Lamest of all, though, are the on-rails sword-fighting sections. Playing as Sir Francis Haddock in a series of flashbacks, you parry and slash awkwardly at a selection of cloned foes and occasionally knock a bomb back in the direction of whoever threw it at you. It's understandable that Ubisoft might want to pad out a rather slight adventure, but it's hard to feel these moments add much beyond a little light spectacle and some pointless busywork.
What makes Unicorn's quest for variety strange as well as irritating is the fact that the game's already found a far more successful means of extending the fun anyway. Local co-op - a campaign of platforming gauntlets set within Haddock's nightmares - is absolutely magnificent: both frantic and intricate as you and a friend work your way through a series of surreal dreamscapes hunting for treasure.
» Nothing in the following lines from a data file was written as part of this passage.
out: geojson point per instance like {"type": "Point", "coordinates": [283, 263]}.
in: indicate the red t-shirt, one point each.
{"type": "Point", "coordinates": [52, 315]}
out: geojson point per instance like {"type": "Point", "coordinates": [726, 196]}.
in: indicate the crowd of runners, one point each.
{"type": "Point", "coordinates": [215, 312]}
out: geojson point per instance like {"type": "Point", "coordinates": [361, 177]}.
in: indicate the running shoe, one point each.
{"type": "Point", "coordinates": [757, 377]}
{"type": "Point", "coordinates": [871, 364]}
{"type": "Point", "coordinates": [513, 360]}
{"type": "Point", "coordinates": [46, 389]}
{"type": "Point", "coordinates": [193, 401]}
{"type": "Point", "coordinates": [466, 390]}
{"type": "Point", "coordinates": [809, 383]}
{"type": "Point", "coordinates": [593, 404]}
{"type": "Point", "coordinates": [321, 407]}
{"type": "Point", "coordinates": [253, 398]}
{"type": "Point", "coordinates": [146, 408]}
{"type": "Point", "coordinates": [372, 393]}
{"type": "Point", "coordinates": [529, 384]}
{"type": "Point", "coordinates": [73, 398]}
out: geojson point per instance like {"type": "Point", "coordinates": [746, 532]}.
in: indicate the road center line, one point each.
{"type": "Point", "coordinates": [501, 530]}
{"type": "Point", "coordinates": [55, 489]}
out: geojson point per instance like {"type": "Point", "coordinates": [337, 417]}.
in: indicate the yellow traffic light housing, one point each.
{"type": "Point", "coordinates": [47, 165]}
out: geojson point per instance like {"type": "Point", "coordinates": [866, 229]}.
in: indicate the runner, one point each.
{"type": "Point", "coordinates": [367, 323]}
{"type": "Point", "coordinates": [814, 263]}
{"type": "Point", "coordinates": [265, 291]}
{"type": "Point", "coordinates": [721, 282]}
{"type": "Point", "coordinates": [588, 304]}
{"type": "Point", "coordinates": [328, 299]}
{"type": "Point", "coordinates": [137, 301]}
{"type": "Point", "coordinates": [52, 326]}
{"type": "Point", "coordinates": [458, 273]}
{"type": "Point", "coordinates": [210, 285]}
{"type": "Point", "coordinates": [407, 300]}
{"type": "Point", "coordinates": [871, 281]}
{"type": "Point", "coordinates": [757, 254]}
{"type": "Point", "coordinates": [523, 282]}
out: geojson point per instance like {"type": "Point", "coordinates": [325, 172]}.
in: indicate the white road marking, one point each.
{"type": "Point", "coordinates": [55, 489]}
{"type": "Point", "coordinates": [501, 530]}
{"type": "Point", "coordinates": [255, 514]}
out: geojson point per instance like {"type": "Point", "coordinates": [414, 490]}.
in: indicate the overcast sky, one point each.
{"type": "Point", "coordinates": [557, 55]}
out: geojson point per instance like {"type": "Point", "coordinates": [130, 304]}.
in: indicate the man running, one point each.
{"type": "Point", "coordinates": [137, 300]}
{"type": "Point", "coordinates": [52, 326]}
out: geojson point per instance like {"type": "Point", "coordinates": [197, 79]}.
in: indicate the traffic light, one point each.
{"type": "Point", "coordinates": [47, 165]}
The environments could have been plucked straight from the books' stranger moments - fire places that float in mid air, lifts that look like gramophone records, giant figures watching from the background. At times, the level design is more inventive here than it is in the main adventure, and the bosses are certainly better.
Each character comes with their own skill - Tintin, for example, can fire off a grappling hook, Haddock can move crates and bust through walls, and Castafiore can double-jump and break glass - and every mission requires you to work together to move through the environment, while you fight bitterly for every last piece of gold and silver. If you've played Four Swords much, you'll know about the kind of uneasy alliances this dynamic can create.
It's annoying that Unicorn works so hard to undermine itself sometimes, but in the end, it's hardly a fatal flaw. The game's best levels can be truly brilliant, like a co-op stage that twists and rebuilds itself around you as you move from one switch to the next, or a sneak through the oily decks of the Karaboudjan that plays like Metal Gear Solid 2 directed by Chuck Jones.
Its worst moments, meanwhile, tend to be dull rather than actually frustrating, and are always out of the way fairly quickly, too. It's not perfect, perhaps, and the whole thing feels pretty slight, but The Secret of the Unicorn's clever and deeply charming - a Tintin game for everybody, and not just the super-fans.